You as the (old) choir leader want to make the hand-over as smooth as possible, but then you want to get out of the way and let the new person get on with it. The hand-over will probably involve physically handing over sheet music, recordings, arrangements, etc. You might want to write up a simple document on the way that you’ve run the choir in the past. This will be something they can use as a basis until they’ve got around to doing it their own way. It’s a good idea not to change too quickly!
Different people will need different kinds of support. Make sure the communication channels are open between you so if they need your help it’s easy to get hold of you. You don’t want to be hovering over them offering advice all the time, but you also don’t want to just run away.
It’s obvious that the new leader will not be you. But your singers will want them to be!
It’s quite a pressure for any new leader to be at least as good as the old leader and be able to put up with “Chris didn’t do it like this” or “We always used to do X when Chris lead the choir”.

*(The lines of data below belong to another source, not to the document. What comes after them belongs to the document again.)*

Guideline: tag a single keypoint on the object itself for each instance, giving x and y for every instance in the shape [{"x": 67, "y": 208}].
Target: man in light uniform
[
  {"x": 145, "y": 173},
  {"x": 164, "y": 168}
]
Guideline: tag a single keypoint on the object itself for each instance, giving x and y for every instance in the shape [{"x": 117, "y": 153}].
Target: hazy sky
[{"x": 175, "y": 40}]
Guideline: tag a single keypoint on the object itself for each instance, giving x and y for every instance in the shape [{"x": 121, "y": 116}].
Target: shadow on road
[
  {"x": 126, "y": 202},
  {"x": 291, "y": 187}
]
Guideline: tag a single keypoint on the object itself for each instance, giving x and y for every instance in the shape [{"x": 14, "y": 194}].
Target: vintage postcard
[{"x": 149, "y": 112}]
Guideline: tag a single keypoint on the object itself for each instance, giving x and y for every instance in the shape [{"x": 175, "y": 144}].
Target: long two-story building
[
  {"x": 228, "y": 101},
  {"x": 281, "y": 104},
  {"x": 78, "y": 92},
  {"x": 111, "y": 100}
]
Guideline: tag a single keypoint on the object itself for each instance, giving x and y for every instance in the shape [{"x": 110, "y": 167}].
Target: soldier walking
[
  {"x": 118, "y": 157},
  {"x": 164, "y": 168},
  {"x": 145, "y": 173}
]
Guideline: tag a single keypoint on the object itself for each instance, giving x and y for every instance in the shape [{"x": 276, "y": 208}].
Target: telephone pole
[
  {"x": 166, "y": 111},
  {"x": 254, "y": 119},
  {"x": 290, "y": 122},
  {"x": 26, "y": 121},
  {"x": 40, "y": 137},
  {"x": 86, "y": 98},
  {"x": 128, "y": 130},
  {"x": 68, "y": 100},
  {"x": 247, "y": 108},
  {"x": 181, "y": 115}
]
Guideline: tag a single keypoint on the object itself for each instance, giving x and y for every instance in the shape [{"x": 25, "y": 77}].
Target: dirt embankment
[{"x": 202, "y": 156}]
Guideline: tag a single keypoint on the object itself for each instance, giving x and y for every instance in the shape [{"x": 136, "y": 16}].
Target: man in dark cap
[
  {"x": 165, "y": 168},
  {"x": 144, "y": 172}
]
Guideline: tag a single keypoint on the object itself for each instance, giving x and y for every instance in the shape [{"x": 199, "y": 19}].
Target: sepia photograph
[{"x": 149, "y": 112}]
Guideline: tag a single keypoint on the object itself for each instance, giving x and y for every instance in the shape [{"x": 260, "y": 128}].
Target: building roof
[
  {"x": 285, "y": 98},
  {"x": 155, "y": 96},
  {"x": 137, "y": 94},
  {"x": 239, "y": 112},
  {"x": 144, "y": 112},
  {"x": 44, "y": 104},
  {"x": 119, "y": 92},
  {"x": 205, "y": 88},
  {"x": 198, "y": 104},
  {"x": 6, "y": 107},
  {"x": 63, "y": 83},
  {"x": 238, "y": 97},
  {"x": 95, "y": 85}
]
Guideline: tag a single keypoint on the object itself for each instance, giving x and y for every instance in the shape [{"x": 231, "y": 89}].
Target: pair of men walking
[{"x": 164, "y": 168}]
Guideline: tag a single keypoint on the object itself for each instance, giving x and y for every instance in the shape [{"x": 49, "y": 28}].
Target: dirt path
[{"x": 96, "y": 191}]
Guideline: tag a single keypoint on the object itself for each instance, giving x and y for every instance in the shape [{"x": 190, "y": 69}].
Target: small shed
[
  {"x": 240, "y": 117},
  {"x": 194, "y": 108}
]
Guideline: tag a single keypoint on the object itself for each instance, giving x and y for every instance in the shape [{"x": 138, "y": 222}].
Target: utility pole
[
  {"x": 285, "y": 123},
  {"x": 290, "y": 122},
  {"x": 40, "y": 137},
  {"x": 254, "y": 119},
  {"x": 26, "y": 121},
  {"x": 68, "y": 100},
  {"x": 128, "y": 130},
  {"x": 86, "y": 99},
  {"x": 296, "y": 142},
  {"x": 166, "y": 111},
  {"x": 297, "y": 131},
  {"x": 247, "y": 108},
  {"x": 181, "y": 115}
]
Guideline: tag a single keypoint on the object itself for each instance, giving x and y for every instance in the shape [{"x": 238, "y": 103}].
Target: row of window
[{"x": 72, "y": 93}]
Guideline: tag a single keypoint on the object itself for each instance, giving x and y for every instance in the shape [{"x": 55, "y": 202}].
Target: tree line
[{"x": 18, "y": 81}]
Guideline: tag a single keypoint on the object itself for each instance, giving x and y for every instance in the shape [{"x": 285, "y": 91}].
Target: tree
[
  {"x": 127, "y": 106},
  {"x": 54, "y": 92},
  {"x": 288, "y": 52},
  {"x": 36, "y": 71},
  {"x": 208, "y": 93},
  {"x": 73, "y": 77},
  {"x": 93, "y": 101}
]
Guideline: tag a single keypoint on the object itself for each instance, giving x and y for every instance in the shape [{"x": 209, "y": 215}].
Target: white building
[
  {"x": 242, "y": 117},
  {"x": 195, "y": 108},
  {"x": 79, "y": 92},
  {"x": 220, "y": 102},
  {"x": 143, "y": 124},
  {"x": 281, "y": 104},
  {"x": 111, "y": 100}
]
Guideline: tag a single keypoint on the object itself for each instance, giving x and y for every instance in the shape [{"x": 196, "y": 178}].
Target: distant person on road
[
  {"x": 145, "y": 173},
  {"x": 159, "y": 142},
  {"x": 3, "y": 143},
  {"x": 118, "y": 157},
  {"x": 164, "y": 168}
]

It will take some time for both the singers and the new choir leader to get used to each other’s ways. Advice to new leaders: try to keep things the same as much as you can when you start and make changes slowly. Advice to singers: give the new leader a chance, you may be surprised by the new things they bring to the choir.
Having a new leader can be really good for a choir. It’s so easy to settle into habits and particular ways of doing things. Over time it gets harder for a choir leader to introduce new ways, but singers are more open to innovation if it comes from someone new. A new leader may also have a different skillset and be able to take the choir further than before, adding to what was already there.
your final legacy
None of us like talking about it much, but we’re all going to die one day. You may be lucky enough to die on the job, in which case finding a successor won’t be your responsibility!
Whether you’re still leading your choir or not when you shuffle off this mortal coil, you will almost certainly have a rich legacy that will be useful to others.
I have a room full of sheet music, songbooks, CDs, instruments, books, etc. as well as MP3s, song lyrics, background information, links to videos, music notation, etc. on my computer.
I would love all this to go to a good home where someone will make good use of it.
I’ve put a section in my will that will ensure that all my music and singing stuff goes to a proper home. Maybe you should give that some thought too?